The overwhelming majority of Muslims around the world reject violence.They also hold socially conservative views: 90 per cent think homosexuality is wrong, 84 per cent believe sex outside of marriage is a sin, and 77 per cent think abortion is wrong. Yes, the latest Pew Research could be shrunk to a soundbite: Muslims sound like conservative Christians.
It’s an enlightening survey – showing just how varied, because widespread, Islam is. Look at the attitudes to polygamy: five per cent of Nigerians think it wrong while 85 per cent of those living in Bosnia-Herzegovina do. Again, more than 70 per cent of Saudis believe an apostate (someone who leaves their Muslim faith) should be executed while only 13 per cent of those in southeastern Europe do.
Talk of “Muslim” attitudes is tricky: a Muslim living in Beirut will have little in common with the mindset of the Muslim in Jedda. Similarly, a Muslim in Mali may harbour exactly the same hostility to gays as a Christian in Memphis. Every faith (and atheism is no exception) has its dark but deep-rooted prejudices – even in “tolerant” Britain.
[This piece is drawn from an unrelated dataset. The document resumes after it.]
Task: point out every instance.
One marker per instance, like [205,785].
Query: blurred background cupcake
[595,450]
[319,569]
Mehdi Hasan has written about anti-Semitism among Muslims, while Baroness Warsi spoke out about Islamophobia at dinner parties among the bien-pensants. And we all know what secularists think of Christians.
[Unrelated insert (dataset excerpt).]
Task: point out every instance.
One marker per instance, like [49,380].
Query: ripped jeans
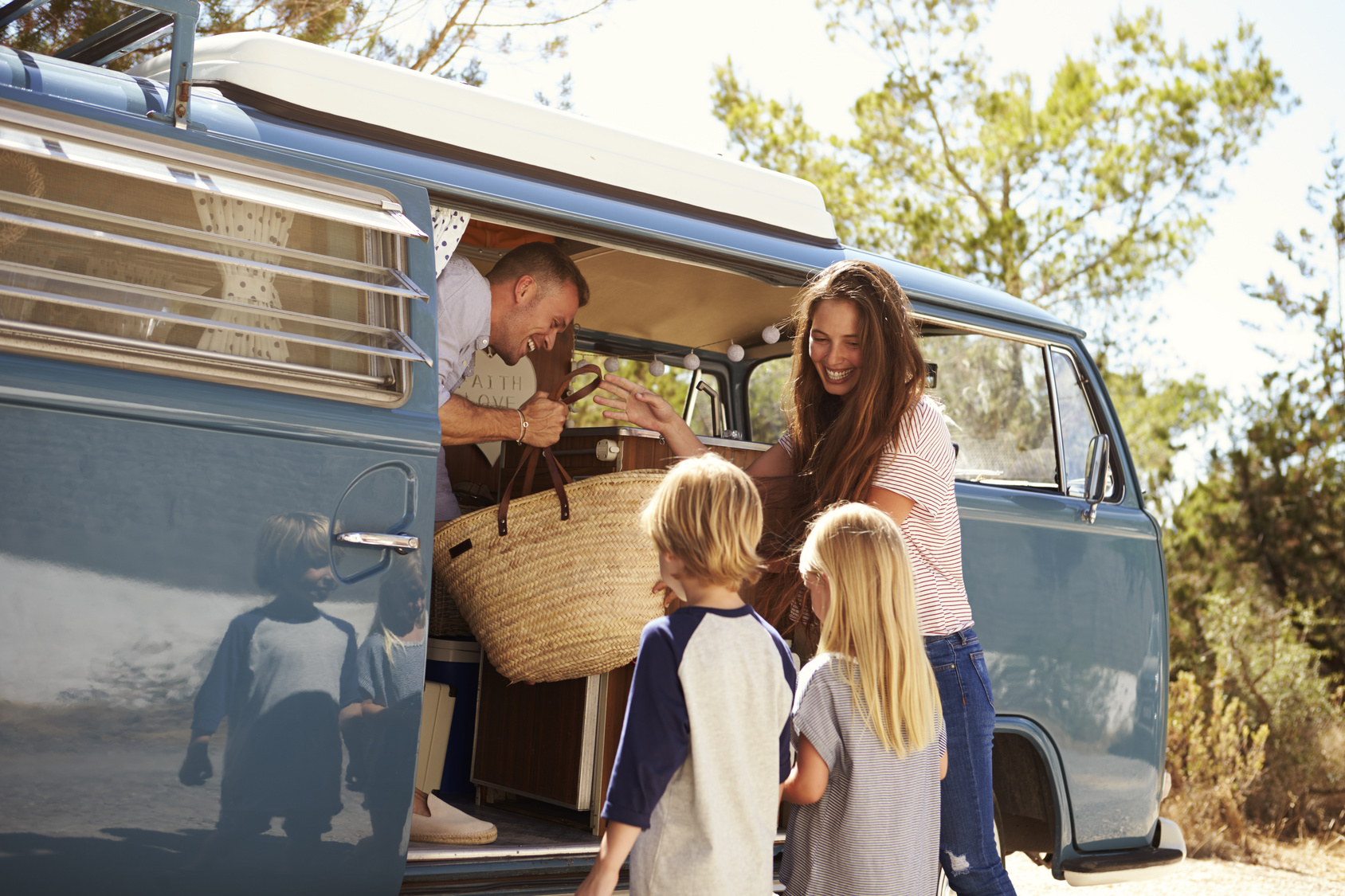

More recently, in an address to the Board of Deputies a fortnight ago, Lady Warsi challenged the Muslim and Jewish communities to face their “wild” stereotypes about one another. Muslims should stop resenting Jewish success. Jews should stop suspecting that every statement against Israel masks an anti-Semitic attack. “To say so, would be like saying that any criticism of the politics of the Islamic Republic of Pakistan was anti-Muslim.”